Sebelumnya, Ketua Mahkamah Mahfud MD melaporkan bekas anggota KPU Andi Nurpati Baharuddin ke kepolisian. Andi diduga memalsukan surat keputusan MK yang menyebabkan calon anggota DPR dari Partai Hati Nurani Rakyat, Dewi Yasin Limpo, terpilih. Setelah surat itu dikoreksi, Dewi batal melenggang ke Senayan. Belakangan, MK menyatakan ada enam belas surat yang dipalsukan.
Putu menilai, sumber masalah surat palsu lebih banyak di MK dibanding di KPU. Salah satu penyebabnya, banyak keputusan MK tak jelas, bahkan cacat administratif atau cacat hukum. Sehingga, KPU harus meminta penjelasan MK. "Peluang pemalsuan muncul saat kami meminta penjelasan," ujar Putu.

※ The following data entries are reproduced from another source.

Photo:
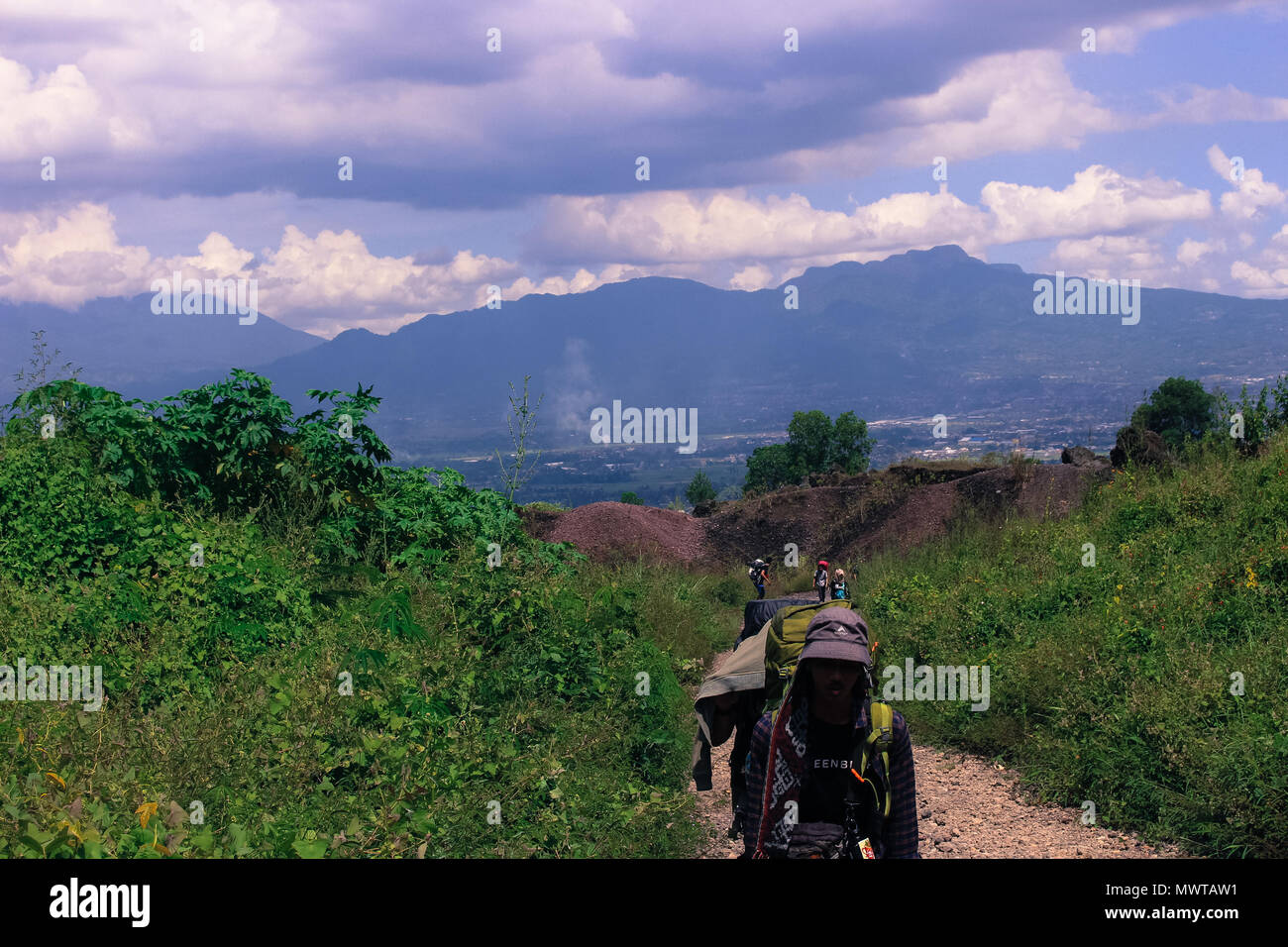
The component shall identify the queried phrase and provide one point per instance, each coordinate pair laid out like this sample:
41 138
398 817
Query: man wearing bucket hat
822 781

Putu mencontohkan, MK pernah mengeluarkan surat No. 113/PAN.MK/VIII/2009 tertanggal 17 Agustus 2009 yang mengakui kesalahan pengetikan dalam amar putusan. Nama Hasan bin Abdullah tertulis Husin bin Abdullah. "Kami tak bisa mengeksekusi putusan Mahkamah kalau ada cacat seperti itu," kata Putu.
Contoh lain, pernah terjadi keanehan, keputusan MK yang dikirim ke KPU berbeda dengan amar putusan yang dimasukkan dalam situs resmi MK. Putu menduga, ada banyak surat MK dipalsukan. Indikatornya, MK mengadili lebih dari 700 kasus perselihan hasil pemilihan. Banyaknya kasus yang harus diselesaikan dalam waktu cepat, kata Putu, sangat membuka celah kesalahan dan penipuan.
Menurut Putu, lembaganya telah melakukan penyelidikan internal terhadap pemalsuan surat MK. Hasilnya, tak ditemukan kesalahan pada anggota KPU atau staf Sekretariat Jenderal KPU. "Kami mau nyaman bekerja. Karena itu, MK harus buka surat palsu itu," kata Putu.